We are incorporated in the Netherlands. Most members of our management board and supervisory board are non-residents of the United States. The majority of our assets and the assets of these persons are located outside the United States. As a result, it may not be possible, or may be very difficult, to serve process on such persons or us in the United States or to enforce judgments obtained in U.S. courts against them or us based on civil liability provisions of the securities laws of the United States.
There is no treaty between the United States and the Netherlands for the mutual recognition and enforcement of judgments (other than arbitration awards) in civil and commercial matters. Therefore, a final judgment for the payment of money rendered by any federal or state court in the United States based on civil liability, whether or not predicated solely upon the U.S. federal securities laws, would not be enforceable in the Netherlands unless the underlying claim is relitigated before a Dutch court of competent jurisdiction. Under current practice, however, a Dutch court will generally, subject to compliance with certain procedural requirements, grant the same judgment without a review of the merits of the underlying claim if such judgment (i) is a final judgment and has been rendered by a court which has established its jurisdiction vis-à-vis the relevant Dutch Companies or Dutch Company, as the case may be, on the basis of internationally accepted grounds of jurisdiction, (ii) has not been rendered in violation of elementary principles of fair trial, (iii) is not contrary to the public policy of the Netherlands, and (iv) is not incompatible with (a) a prior judgment of a Netherlands court rendered in a dispute between the same parties, or (b) a prior judgment of a foreign court rendered in a dispute between the same parties, concerning the same subject matter and based on the same cause of action, provided that such prior judgment is capable of being recognized in the Netherlands. Dutch courts may deny the recognition and enforcement of punitive damages or other awards. Moreover, a Dutch court may reduce the amount of damages granted by a U.S. court and recognize damages only to the extent that they are necessary to compensate actual losses or damages. Enforcement and recognition of judgments of U.S. courts in the Netherlands are solely governed by the provisions of the Dutch Code of Civil Procedure.
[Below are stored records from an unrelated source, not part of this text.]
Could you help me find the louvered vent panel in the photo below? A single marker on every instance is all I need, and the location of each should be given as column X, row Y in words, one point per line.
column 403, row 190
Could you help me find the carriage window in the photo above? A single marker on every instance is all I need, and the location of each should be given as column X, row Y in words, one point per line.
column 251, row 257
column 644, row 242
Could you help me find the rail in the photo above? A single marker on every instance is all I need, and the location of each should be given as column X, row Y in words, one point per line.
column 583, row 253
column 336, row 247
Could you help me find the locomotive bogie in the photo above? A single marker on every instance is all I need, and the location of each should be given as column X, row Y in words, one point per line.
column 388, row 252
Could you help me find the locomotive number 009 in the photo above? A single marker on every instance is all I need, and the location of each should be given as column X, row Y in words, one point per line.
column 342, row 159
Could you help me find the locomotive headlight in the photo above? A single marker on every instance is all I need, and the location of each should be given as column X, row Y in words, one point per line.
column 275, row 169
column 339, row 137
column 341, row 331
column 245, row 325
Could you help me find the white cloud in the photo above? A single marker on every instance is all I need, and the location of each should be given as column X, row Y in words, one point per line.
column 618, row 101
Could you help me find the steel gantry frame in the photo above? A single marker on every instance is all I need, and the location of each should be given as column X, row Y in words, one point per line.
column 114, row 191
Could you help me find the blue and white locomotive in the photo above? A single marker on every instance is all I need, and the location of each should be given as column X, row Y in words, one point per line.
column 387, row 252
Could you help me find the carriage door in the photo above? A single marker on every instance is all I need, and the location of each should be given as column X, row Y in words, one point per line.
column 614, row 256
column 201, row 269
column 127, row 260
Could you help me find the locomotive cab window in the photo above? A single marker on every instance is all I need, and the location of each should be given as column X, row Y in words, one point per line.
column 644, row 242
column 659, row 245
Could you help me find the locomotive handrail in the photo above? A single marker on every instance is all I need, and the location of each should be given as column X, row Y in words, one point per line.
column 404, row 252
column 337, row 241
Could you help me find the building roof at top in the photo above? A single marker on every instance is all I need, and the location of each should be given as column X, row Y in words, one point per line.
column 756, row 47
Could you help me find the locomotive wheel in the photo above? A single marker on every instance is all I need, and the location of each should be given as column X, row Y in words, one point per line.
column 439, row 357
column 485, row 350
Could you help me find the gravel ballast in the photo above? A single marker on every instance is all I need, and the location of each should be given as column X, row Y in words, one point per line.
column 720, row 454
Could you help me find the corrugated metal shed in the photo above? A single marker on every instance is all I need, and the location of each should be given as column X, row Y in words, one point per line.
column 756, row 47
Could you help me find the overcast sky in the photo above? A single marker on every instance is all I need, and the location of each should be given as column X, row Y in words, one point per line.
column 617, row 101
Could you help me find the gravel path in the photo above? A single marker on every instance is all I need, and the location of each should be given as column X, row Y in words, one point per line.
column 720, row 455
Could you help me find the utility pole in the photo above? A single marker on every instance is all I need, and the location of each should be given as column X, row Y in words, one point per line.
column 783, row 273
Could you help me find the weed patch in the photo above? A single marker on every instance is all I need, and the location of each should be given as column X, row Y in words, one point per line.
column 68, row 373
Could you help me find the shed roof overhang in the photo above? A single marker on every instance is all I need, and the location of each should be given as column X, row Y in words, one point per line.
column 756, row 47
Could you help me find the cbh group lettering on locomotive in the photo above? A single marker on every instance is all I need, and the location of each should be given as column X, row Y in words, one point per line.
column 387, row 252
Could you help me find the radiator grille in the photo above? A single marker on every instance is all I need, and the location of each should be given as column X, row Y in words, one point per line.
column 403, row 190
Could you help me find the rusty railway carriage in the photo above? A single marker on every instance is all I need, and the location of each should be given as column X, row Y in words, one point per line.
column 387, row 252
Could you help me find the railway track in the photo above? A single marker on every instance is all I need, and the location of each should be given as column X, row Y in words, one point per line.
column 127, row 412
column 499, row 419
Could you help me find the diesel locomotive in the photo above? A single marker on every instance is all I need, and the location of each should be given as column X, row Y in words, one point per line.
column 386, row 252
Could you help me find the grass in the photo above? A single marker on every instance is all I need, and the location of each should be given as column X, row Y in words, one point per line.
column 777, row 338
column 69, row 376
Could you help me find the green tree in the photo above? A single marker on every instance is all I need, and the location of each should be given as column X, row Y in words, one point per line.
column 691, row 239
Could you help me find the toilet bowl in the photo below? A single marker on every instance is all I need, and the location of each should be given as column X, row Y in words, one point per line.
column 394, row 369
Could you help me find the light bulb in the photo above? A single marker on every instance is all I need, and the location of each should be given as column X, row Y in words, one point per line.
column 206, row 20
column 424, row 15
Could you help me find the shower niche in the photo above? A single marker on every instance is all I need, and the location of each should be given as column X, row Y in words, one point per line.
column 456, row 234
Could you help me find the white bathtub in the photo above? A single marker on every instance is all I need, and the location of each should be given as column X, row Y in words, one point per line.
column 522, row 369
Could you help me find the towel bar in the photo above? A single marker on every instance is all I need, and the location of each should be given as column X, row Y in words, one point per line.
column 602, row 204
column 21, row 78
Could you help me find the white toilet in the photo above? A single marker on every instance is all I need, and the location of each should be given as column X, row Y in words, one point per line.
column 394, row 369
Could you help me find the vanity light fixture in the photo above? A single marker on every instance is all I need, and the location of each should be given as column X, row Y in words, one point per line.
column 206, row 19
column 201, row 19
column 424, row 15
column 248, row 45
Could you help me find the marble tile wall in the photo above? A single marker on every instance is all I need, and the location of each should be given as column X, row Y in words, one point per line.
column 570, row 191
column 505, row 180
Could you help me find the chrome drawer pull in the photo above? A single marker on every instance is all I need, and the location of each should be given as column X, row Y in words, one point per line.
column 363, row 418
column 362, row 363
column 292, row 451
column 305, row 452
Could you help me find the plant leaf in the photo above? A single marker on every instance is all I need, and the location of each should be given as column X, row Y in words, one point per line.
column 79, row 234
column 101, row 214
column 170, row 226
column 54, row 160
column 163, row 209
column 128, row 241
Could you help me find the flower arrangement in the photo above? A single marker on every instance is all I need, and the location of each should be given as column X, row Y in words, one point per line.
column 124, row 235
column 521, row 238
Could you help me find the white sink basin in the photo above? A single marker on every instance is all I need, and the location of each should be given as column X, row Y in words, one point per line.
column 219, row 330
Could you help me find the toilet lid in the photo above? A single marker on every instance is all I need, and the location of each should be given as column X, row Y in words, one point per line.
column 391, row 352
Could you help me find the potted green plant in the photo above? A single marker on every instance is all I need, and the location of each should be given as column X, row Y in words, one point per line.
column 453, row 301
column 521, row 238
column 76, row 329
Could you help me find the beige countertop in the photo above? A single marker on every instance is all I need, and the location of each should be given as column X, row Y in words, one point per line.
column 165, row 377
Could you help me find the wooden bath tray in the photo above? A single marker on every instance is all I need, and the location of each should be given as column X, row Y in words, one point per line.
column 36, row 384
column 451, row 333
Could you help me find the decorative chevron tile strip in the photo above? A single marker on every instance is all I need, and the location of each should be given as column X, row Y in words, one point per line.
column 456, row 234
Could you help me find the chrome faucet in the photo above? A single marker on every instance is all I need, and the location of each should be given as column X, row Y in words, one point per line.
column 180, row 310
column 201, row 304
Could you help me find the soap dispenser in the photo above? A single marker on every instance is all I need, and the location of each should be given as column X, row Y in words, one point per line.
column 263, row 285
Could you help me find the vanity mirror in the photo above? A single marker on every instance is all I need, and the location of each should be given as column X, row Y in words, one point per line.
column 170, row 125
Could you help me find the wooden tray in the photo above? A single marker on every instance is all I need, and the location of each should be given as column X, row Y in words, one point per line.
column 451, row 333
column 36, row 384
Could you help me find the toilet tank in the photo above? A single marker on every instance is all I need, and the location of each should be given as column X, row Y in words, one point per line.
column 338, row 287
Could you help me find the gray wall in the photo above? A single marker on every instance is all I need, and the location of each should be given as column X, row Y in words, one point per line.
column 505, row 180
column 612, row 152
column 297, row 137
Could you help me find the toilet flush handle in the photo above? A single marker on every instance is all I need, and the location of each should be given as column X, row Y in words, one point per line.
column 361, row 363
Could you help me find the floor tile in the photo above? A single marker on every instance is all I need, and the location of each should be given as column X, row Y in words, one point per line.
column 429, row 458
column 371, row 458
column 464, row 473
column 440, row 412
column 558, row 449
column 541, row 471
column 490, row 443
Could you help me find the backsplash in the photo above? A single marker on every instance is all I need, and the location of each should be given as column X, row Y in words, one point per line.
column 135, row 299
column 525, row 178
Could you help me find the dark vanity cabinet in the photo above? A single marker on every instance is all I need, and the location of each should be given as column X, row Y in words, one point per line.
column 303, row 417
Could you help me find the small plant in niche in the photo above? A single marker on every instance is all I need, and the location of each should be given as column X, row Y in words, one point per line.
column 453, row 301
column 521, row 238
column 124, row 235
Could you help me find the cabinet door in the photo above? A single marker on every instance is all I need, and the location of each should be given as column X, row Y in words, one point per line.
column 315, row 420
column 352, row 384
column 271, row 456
Based on the foregoing, there can be no assurance that U.S. investors will be able to enforce any judgments obtained in U.S. courts in civil and commercial matters, including judgments under the U.S. federal securities laws, against us or members of our management board and supervisory board, officers or certain experts named herein who are residents of the Netherlands or countries other than the United States. In addition, there is doubt as to whether a Dutch court would impose civil liability on us, the members of our management board and supervisory board, our officers or certain experts named herein in an original action predicated solely upon the U.S. federal securities laws brought in a court of competent jurisdiction in the Netherlands against us or such members, officers or experts, respectively.
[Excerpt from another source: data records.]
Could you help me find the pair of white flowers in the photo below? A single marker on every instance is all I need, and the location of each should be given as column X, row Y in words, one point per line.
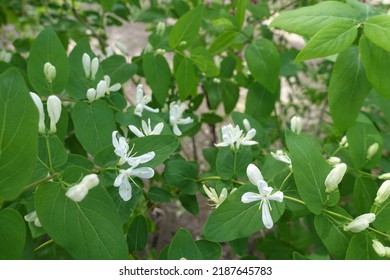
column 234, row 137
column 122, row 150
column 265, row 194
column 53, row 109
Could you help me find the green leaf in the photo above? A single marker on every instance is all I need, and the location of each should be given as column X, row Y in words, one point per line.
column 360, row 137
column 330, row 230
column 183, row 246
column 309, row 20
column 158, row 76
column 94, row 123
column 331, row 39
column 187, row 79
column 377, row 29
column 376, row 62
column 18, row 134
column 309, row 169
column 259, row 102
column 209, row 250
column 182, row 174
column 360, row 248
column 348, row 88
column 12, row 234
column 230, row 164
column 90, row 229
column 118, row 69
column 186, row 28
column 137, row 236
column 263, row 61
column 47, row 48
column 234, row 219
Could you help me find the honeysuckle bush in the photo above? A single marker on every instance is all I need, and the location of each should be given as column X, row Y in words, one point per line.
column 82, row 167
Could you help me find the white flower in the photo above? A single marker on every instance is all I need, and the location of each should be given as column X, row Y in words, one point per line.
column 234, row 137
column 334, row 177
column 371, row 151
column 50, row 71
column 176, row 110
column 296, row 124
column 79, row 191
column 147, row 129
column 90, row 67
column 360, row 223
column 141, row 101
column 383, row 192
column 333, row 160
column 38, row 103
column 122, row 180
column 109, row 88
column 54, row 111
column 213, row 196
column 281, row 156
column 32, row 217
column 264, row 195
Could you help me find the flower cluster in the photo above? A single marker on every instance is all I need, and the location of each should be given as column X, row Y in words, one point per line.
column 264, row 195
column 122, row 150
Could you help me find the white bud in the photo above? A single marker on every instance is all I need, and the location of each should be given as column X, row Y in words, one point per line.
column 379, row 248
column 38, row 103
column 334, row 177
column 50, row 71
column 333, row 160
column 54, row 111
column 360, row 223
column 87, row 65
column 94, row 67
column 383, row 192
column 296, row 124
column 160, row 28
column 384, row 176
column 371, row 151
column 91, row 94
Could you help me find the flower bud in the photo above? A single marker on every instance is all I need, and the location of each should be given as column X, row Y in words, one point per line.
column 54, row 111
column 334, row 177
column 360, row 223
column 383, row 192
column 333, row 160
column 38, row 103
column 91, row 94
column 296, row 124
column 87, row 65
column 50, row 71
column 371, row 151
column 379, row 248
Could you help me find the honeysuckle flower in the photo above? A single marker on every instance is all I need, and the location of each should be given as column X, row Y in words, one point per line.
column 147, row 129
column 122, row 180
column 383, row 193
column 111, row 88
column 176, row 110
column 50, row 72
column 141, row 101
column 264, row 195
column 38, row 103
column 360, row 223
column 379, row 248
column 54, row 111
column 334, row 177
column 296, row 124
column 372, row 150
column 214, row 197
column 90, row 67
column 32, row 217
column 333, row 160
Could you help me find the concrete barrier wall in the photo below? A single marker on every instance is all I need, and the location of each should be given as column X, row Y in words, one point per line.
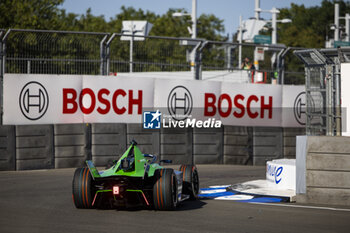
column 69, row 145
column 7, row 148
column 108, row 142
column 72, row 145
column 34, row 147
column 289, row 141
column 237, row 145
column 327, row 171
column 267, row 144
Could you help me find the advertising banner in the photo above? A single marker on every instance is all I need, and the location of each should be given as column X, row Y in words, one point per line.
column 57, row 99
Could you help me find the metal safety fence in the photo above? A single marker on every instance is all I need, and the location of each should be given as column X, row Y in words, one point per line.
column 102, row 53
column 323, row 86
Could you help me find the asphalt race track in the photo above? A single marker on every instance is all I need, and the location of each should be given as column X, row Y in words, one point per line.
column 41, row 201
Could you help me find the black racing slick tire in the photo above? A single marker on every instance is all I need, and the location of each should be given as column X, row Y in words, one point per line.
column 82, row 188
column 165, row 190
column 190, row 179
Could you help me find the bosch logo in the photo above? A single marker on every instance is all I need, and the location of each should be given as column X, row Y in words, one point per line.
column 300, row 108
column 33, row 100
column 180, row 103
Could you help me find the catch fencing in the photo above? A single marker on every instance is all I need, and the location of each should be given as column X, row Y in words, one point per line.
column 102, row 53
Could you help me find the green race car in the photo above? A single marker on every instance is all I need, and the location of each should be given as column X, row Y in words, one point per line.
column 135, row 179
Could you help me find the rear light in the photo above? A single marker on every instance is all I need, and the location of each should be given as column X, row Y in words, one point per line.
column 115, row 190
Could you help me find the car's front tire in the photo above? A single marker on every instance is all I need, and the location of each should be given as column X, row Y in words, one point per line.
column 165, row 190
column 82, row 188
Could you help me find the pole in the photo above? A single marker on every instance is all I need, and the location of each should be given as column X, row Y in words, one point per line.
column 336, row 21
column 194, row 19
column 347, row 25
column 257, row 6
column 274, row 13
column 194, row 36
column 131, row 50
column 240, row 42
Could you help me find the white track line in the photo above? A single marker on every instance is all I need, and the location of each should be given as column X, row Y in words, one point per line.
column 302, row 206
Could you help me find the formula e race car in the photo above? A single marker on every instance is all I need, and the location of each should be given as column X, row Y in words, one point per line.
column 135, row 179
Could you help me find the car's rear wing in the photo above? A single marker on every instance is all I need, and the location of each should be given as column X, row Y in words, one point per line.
column 93, row 171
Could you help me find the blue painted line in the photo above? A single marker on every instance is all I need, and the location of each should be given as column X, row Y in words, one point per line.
column 214, row 195
column 264, row 200
column 208, row 189
column 256, row 198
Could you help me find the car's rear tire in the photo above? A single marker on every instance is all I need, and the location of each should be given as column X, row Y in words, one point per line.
column 165, row 190
column 190, row 179
column 82, row 188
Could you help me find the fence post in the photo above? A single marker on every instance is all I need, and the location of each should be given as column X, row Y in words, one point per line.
column 1, row 78
column 103, row 56
column 108, row 53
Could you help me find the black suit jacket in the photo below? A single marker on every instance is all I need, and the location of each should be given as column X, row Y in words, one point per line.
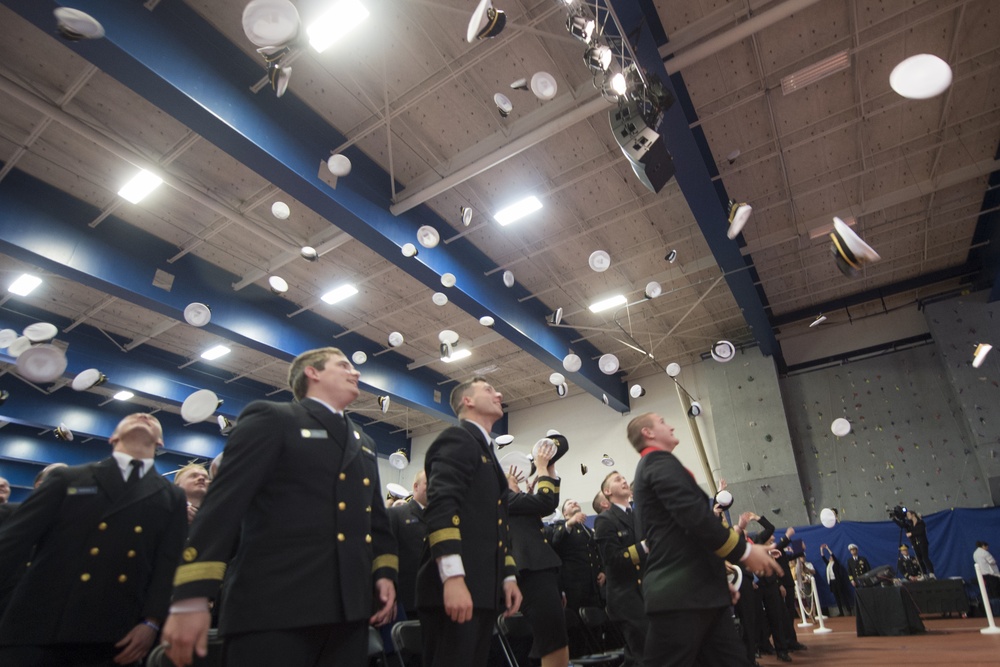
column 687, row 542
column 624, row 559
column 407, row 523
column 581, row 563
column 467, row 499
column 103, row 558
column 299, row 503
column 529, row 542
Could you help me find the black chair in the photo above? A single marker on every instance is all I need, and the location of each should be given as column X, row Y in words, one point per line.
column 601, row 633
column 516, row 626
column 376, row 651
column 157, row 657
column 407, row 640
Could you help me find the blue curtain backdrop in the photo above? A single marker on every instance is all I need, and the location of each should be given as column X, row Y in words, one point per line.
column 952, row 535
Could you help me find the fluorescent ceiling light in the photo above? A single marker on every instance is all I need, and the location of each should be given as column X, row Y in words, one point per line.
column 518, row 210
column 838, row 62
column 342, row 17
column 141, row 185
column 610, row 302
column 24, row 285
column 339, row 293
column 457, row 354
column 215, row 352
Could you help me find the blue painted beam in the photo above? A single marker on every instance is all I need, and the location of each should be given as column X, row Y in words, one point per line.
column 46, row 227
column 173, row 58
column 695, row 168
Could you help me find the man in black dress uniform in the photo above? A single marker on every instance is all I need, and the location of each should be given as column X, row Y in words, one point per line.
column 407, row 522
column 467, row 573
column 687, row 595
column 624, row 558
column 298, row 500
column 103, row 540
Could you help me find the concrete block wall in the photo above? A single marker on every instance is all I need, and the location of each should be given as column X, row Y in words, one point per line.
column 907, row 445
column 959, row 325
column 752, row 437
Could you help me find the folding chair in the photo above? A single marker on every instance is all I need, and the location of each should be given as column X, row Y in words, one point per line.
column 601, row 633
column 407, row 640
column 376, row 651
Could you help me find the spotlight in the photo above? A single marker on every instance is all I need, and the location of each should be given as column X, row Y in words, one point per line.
column 581, row 27
column 598, row 58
We rely on the foreign private issuer and controlled company exemptions from certain corporate governance requirements under Nasdaq rules.
As a foreign private issuer whose ADSs are listed on Nasdaq, we are permitted to follow certain home country corporate governance practices pursuant to exemptions under Nasdaq rules. A foreign private issuer must disclose in its annual reports filed with the SEC each requirement under Nasdaq rules with which it does not comply, followed by a description of its applicable home country practice. Our Dutch home country practices may afford less protection to holders of our ADSs. We follow in certain cases our home country practices and rely on certain exemptions provided by Nasdaq rules to foreign private issuers, including, among others, an exemption from the requirement to hold an annual meeting of shareholders no later than one year after an issuer’s fiscal year end, exemptions from the requirement that a board of directors be comprised of a majority of independent directors, exemptions from the requirements that an issuer’s compensation committee should be comprised solely of independent directors, and exemptions from the requirement that share incentive plans be approved by shareholders. See “Item 16 G. Corporate governance.” for more information on the significant differences between our corporate governance practices and those followed by U.S. companies under Nasdaq rules. As a result of our reliance on the corporate governance exemptions available to foreign private issuers, you will not have the same protection afforded to shareholders of companies that are subject to all of Nasdaq’s corporate governance requirements.